Multi-Resolution Fully Convolutional Neural Networks for Monaural Audio Source Separation

EM Grais, H Wierstorf, D Ward, MD Plumbley, "Multi-Resolution Fully Convolutional Neural Networks for Monaural Audio Source Separation," in Latent Variable Analysis and Signal Separation (LVA/ICA), p. 340-350 (2018). [ link ]

Bibtex

@inproceedings{Grais2018a,
    title     = {Multi-Resolution Fully Convolutional Neural Networks for
                 Monaural Audio Source Separation},
    author    = {Grais, Emad M. and Wierstorf, Hagen and Ward, Dominic and
                 Plumbley, Mark D.},
    booktitle = {Latent Variable Analysis and Signal Separation (LVA/ICA)},
    address   = {Guildford, UK},
    month     = {June},
    year      = {2018},
    doi       = {10.1007/978-3-319-93764-9_32},
    url       = {https://doi.org/10.1007/978-3-319-93764-9_32}
}

Abstract

In deep neural networks with convolutional layers, all the neurons in each layer typically have the same size receptive fields (RFs) with the same resolution. Convolutional layers with neurons that have large RF capture global information from the input features, while layers with neurons that have small RF size capture local details with high resolution from the input features.
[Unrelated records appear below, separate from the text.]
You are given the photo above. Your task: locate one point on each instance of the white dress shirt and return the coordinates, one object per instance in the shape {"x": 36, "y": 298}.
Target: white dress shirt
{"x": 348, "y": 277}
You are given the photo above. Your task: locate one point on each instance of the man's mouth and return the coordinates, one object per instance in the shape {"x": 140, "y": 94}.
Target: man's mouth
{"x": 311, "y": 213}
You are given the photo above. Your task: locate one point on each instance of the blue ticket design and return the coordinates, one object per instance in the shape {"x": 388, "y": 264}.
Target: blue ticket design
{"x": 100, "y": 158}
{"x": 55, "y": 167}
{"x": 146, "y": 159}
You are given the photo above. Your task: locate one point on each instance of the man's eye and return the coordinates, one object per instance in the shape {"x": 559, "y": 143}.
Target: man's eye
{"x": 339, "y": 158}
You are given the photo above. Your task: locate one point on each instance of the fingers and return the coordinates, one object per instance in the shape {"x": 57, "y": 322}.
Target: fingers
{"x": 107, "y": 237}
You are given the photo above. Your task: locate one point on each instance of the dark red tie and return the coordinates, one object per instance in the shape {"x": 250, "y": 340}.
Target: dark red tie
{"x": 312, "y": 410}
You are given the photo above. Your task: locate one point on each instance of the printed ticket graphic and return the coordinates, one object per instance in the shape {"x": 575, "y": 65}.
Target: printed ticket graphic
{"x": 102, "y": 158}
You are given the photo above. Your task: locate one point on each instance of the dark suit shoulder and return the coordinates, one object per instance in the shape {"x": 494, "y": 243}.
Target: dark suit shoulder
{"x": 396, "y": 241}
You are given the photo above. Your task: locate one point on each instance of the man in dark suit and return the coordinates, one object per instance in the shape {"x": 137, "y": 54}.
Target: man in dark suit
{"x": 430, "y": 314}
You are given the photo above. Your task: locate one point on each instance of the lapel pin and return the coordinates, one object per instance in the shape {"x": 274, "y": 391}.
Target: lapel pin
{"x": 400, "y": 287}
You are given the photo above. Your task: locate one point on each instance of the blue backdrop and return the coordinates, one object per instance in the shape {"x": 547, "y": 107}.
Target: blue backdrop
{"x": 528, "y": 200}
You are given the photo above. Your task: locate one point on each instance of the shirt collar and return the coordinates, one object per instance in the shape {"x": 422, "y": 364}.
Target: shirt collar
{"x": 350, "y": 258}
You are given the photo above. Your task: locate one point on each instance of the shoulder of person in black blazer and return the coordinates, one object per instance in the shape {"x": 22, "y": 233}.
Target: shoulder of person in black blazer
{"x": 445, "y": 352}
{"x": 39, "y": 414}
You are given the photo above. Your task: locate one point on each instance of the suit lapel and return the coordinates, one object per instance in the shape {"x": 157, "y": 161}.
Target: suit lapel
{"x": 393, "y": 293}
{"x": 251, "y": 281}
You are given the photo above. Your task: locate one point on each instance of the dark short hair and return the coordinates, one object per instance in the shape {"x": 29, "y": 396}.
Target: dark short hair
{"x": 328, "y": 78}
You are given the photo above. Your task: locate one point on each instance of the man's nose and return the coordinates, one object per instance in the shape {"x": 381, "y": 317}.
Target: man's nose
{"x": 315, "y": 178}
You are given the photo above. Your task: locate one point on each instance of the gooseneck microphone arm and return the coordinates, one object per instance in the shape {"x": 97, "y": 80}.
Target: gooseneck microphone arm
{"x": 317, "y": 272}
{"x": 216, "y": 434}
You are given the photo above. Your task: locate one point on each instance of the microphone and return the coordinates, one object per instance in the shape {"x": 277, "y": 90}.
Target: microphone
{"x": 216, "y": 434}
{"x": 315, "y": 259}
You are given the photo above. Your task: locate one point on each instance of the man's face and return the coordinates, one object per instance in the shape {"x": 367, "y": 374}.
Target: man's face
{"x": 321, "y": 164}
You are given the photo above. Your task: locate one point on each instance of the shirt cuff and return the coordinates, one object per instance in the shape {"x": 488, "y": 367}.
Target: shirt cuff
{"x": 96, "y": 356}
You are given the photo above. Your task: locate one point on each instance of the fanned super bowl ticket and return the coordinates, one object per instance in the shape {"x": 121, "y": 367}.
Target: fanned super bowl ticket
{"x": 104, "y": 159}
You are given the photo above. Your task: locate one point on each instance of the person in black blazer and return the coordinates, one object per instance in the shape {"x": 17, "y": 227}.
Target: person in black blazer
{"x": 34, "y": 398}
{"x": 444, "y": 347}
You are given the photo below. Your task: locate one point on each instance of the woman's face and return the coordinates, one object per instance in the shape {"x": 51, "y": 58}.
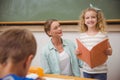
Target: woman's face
{"x": 55, "y": 30}
{"x": 90, "y": 19}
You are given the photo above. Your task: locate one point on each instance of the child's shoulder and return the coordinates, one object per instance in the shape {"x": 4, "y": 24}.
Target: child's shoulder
{"x": 15, "y": 77}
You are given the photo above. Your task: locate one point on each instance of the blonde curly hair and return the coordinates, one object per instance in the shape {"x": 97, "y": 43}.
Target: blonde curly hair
{"x": 100, "y": 26}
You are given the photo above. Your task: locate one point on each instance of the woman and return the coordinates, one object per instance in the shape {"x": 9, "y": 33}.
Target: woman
{"x": 58, "y": 55}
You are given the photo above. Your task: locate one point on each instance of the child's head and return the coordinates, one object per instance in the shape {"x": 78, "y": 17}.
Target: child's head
{"x": 17, "y": 49}
{"x": 99, "y": 23}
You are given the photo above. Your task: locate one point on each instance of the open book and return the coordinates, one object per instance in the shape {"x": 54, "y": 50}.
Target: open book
{"x": 95, "y": 56}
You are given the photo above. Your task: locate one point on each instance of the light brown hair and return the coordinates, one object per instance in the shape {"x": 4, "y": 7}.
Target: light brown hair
{"x": 17, "y": 45}
{"x": 47, "y": 25}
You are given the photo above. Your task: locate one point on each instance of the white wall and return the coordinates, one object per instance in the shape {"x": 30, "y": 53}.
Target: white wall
{"x": 113, "y": 61}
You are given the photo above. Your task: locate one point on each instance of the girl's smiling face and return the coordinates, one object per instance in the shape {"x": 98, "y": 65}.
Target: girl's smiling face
{"x": 90, "y": 19}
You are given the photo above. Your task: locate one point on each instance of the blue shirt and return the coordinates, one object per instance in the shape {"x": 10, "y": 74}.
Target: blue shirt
{"x": 50, "y": 58}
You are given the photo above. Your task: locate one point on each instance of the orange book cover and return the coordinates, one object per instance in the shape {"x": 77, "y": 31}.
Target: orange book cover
{"x": 95, "y": 56}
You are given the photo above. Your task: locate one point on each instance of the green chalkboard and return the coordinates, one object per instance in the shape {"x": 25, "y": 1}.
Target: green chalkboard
{"x": 40, "y": 10}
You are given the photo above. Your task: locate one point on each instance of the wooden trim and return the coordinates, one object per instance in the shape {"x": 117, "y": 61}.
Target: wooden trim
{"x": 74, "y": 22}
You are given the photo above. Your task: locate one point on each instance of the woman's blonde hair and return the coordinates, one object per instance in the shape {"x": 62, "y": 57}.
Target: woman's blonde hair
{"x": 100, "y": 20}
In this work, we introduce novel deep multi-resolution fully convolutional neural networks (MR-FCN), where each layer has a range of neurons with different RF sizes to extract multi-resolution features that capture the global and local information from its input features. The proposed MR-FCN is applied to separate the singing voice from mixtures of music sources. Experimental results show that using MR-FCN improves the performance compared to feedforward deep neural networks (DNNs) and single resolution deep fully convolutional neural networks (FCNs) on the audio source separation problem.